Óbvio que não se deve demonizar o celular, máquina já integrada no cotidiano. Mas é preciso estar atento para que os recém-saídos da infância não tenham a saúde mental comprometida por ele. De maneira geral, adolescentes vivem em outro mundo que os pais não podem apenas orbitar. Precisam entrar nele, frequentar as redes, conhecer os símbolos, o   léxico, a sintaxe desse lugar onde ‘um coração roxo’ não significa ‘muito amor’, como acreditava o policial que prende o menino e investiga o crime; nem o termo ‘incel’, palavra-chave do bullying sofrido por Jamie, diz respeito apenas ‘à tecnologia de tela LCD que torna os displays mais finos e integrados’, conforme explicam os técnicos. Com sua potência avassaladora, o neologismo que na série só os iniciados conhecem é abreviação de "involuntary celibate" (celibatário involuntário) e se refere a homens incapazes de experiências sexuais, apesar do desejo de tê-las. É o que fica sabendo a psicóloga que entrevista Jamie na prisão.

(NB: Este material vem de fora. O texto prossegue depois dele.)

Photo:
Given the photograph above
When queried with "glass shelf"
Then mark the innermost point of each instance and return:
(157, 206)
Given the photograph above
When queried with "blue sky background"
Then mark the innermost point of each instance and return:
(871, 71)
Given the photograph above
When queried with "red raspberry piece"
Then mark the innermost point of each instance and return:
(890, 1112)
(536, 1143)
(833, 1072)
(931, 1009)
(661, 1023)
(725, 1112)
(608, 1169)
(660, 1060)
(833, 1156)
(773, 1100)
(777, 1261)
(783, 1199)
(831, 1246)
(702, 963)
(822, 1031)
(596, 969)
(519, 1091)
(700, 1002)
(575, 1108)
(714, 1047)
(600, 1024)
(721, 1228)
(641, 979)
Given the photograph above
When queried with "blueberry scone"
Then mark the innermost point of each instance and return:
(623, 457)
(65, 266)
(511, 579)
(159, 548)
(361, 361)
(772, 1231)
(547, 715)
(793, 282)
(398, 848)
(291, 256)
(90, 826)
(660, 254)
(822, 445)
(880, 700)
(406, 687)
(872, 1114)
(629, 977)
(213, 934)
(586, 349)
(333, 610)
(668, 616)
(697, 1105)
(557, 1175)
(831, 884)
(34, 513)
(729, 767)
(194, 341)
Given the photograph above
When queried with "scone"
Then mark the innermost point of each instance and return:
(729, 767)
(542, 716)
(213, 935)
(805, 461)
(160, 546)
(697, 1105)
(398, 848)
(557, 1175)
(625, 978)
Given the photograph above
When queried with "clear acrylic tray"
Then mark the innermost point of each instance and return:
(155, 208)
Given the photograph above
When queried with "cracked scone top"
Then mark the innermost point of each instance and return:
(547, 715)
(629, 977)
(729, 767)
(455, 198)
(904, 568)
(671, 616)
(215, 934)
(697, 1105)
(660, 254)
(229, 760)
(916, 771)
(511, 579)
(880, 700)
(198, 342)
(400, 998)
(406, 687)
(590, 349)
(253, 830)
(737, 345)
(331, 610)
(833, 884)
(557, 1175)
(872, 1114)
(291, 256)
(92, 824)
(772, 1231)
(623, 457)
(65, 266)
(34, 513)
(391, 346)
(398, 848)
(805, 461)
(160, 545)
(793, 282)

Entretanto, conseguir adentrar o mundo do adolescente sem parecer invasivo, invasiva, e aprender esse ‘código morse’ que é a linguagem deles, não bastará se não houver esforço por comunicação verdadeira da parte de quem cuida. O vínculo cultivado com conversa, compreensão e empatia genuínas é o que pode salvar um adolescente de muitas tragédias. Sempre é bom lembrar que a tarefa dos pais não termina quando o filho deixa as fraldas e vai para a escola: ela não cessa porque educar é processo contínuo, trabalhoso, exigente.

Precisamos falar sobre Jamie para entender o que está acontecendo com nossos adolescentes e conosco enquanto sociedade. A arte pode favorecer a discussão, como tem feito ‘Adolescência’, através de tema de importância crucial, enredo bem construído, técnica envolvente e atores magníficos. ‘A arte pode ajudar a reduzir o abismo causado pela falta de habilidade da sociedade adulta para entender em que planeta os adolescentes vivem, seja emocionalmente ou digitalmente- ou os dois ao mesmo tempo’- escreveu a jornalista Renata Cafardo em recente artigo para o Estadão.  E concluiu: ‘Não é só quem tem filhos nessa idade, todos somos responsáveis por essa adolescência, pelos desafios do presente e pelo futuro que essa geração vai construir’. Alguém discorda?

Sonia Machiavelli é professora, jornalista, escritora; membro da Academia Francana de Letras.